Program in Clinical and Translational Science, University of Vermont, Burlington.
Robert Larner, MD College of Medicine, University of Vermont, Burlington.
J Speech Lang Hear Res. 2019 Jan 30;62(1):169-176. doi: 10.1044/2018_JSLHR-H-17-0158.
Purpose The objective of the study was to compare test-retest reliability of three dichotic listening tests: SCAN-3 Competing Words Test (Words; Keith, 2009a , 2009b ), Double Dichotic Digits Test (Digits; Musiek, 1983a ), and Bergen Dichotic Listening Test With Consonant-Vowel Syllables (Syllables; Hugdahl & Hammar, 1997 ). Method Sixty English-speaking children, 7-14 years old with normal hearing, had a single study visit during which each test was administered twice. Changes on retest were summarized by within-subject standard deviation ( S ), compared among tests, and compared with binomial model predictions. Correlates of variance were explored. Results Scores based on 40 items were more precise ( S = 5%) than those based on 20-30 items ( S = 6%-8%). All 3 tests had reliability within bounds predicted by binomial model. Changes on retest for Words and Digits Test were weakly associated with age, but this is confounded by the trend for older children to have higher Words and Digits scores.
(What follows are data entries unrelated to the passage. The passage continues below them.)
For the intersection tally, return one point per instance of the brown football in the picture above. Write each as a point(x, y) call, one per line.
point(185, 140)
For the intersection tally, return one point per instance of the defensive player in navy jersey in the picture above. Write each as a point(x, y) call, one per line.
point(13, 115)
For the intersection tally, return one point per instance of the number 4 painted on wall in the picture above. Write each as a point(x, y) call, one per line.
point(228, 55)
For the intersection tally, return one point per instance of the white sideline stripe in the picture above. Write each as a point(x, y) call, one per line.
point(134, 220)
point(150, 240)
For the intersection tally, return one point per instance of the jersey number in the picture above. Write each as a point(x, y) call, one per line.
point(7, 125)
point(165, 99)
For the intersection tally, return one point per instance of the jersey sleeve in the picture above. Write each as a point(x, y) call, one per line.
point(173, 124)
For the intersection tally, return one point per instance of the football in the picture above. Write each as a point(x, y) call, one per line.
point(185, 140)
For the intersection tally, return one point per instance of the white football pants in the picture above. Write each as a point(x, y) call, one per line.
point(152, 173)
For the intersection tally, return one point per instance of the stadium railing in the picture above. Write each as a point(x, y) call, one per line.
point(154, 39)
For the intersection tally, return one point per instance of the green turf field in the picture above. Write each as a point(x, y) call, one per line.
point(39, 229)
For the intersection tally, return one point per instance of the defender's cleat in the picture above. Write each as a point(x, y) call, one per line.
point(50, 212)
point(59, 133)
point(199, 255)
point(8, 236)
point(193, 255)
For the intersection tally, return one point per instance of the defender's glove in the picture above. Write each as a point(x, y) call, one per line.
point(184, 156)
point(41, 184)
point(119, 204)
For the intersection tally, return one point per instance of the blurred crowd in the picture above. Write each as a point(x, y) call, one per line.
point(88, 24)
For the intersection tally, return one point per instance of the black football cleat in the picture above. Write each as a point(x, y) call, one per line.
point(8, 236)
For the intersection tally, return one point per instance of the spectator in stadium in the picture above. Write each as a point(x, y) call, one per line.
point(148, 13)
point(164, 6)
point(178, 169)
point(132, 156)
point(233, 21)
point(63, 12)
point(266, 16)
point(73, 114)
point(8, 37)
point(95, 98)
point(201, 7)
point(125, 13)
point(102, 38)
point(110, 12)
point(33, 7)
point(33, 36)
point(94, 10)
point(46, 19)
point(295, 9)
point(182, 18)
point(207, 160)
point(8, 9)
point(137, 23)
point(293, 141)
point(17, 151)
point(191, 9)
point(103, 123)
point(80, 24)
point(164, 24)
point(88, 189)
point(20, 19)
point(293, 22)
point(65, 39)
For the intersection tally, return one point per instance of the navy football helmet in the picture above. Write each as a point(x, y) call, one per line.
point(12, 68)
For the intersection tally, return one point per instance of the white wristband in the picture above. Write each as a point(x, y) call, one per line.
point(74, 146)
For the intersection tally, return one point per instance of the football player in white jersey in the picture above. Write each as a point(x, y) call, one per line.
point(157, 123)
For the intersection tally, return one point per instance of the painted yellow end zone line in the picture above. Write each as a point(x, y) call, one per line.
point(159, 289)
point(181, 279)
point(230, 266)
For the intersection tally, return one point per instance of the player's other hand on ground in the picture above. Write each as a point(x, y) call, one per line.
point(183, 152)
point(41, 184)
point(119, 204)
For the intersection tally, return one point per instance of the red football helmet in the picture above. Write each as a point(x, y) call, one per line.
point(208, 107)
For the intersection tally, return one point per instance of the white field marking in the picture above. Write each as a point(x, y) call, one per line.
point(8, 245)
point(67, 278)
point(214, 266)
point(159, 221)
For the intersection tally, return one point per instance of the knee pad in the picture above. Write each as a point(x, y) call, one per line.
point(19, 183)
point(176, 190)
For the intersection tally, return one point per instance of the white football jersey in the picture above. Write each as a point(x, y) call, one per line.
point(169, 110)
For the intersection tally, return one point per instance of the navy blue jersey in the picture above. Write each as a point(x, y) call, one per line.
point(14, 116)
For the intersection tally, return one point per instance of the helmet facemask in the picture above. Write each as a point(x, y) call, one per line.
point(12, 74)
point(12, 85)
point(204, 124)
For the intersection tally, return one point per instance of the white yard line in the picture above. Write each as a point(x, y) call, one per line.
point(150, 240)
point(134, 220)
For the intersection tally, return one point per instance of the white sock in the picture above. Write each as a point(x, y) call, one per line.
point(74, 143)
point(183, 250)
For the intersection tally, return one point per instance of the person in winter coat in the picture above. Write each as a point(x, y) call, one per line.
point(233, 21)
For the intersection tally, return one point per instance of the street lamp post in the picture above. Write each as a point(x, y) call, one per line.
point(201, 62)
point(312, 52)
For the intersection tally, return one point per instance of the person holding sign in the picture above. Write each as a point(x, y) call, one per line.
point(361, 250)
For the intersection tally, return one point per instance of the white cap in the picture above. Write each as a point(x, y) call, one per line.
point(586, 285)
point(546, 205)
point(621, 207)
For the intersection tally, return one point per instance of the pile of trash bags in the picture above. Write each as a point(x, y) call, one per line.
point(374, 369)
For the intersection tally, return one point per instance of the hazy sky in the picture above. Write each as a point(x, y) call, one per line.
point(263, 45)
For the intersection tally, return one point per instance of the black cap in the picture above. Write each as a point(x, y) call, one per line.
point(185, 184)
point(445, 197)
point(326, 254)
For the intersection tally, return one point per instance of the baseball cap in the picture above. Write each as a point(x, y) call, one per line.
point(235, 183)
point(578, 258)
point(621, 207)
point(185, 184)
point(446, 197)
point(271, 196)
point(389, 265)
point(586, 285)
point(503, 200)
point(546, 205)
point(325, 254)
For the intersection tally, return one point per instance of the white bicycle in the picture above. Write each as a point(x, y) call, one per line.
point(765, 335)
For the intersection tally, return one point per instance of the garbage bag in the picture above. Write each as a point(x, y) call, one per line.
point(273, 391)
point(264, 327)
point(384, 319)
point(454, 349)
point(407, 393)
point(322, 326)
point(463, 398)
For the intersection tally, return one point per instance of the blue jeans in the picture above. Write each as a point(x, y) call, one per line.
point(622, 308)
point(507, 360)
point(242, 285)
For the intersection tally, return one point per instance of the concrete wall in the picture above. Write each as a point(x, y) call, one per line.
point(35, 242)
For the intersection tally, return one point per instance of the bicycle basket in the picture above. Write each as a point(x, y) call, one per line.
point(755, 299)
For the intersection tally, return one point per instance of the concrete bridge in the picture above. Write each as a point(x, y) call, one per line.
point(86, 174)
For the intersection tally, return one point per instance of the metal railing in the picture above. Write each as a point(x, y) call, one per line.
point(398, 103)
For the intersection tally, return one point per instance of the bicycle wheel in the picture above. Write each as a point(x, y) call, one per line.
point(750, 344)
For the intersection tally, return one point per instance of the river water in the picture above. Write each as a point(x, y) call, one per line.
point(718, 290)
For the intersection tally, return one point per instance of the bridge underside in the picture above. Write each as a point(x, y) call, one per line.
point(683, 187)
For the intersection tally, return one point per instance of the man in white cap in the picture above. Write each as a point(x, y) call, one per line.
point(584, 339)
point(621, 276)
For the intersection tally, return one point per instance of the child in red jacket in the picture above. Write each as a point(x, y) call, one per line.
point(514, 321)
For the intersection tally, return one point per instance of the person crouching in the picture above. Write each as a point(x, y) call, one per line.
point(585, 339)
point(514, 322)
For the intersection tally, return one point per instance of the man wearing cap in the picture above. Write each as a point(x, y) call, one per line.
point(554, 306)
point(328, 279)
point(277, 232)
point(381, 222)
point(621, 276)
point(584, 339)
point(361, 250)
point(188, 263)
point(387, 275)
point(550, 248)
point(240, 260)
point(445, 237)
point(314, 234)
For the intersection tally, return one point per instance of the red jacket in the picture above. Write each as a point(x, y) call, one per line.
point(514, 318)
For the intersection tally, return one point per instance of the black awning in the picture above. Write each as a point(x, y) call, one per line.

Conclusions Digits Right, Digits Left, and Words Total scores-each based on 40 items-had the best reliability among the clinically used scores. Scores based on fewer items were less precise. Poor precision may contribute to misdiagnosis in clinic and to nondifferential misclassification in research. More precise estimates of dichotic listening ability require longer tests.
目的 本研究的目的是比较三种双耳分听测试的重测信度:SCAN-3 竞争词测试(Words;Keith,2009a,2009b)、双耳分听数字测试(Digits;Musiek,1983a)和 Bergen 辅音-元音音节双耳分听测试(Syllables;Hugdahl & Hammar,1997)。 方法 60 名英语为母语、年龄在 7-14 岁之间、听力正常的儿童在单次研究访问中接受了两次测试。通过个体内标准差(S)总结重测变化,并在测试之间进行比较,并与二项式模型预测进行比较。还探索了方差的相关因素。 结果 基于 40 个项目的分数比基于 20-30 个项目的分数更精确(S=5%)。所有 3 项测试的重测信度均在二项式模型预测的范围内。Words 和 Digits Test 的重测变化与年龄弱相关,但这与年龄较大的儿童具有较高的 Words 和 Digits 分数的趋势相混淆。 结论 在临床使用的分数中,Digits Right、Digits Left 和 Words 总分数——每个分数基于 40 个项目——具有最佳的可靠性。基于较少项目的分数不太精确。精度差可能导致临床误诊和研究中无差异的错误分类。更精确的双耳分听能力估计需要更长的测试。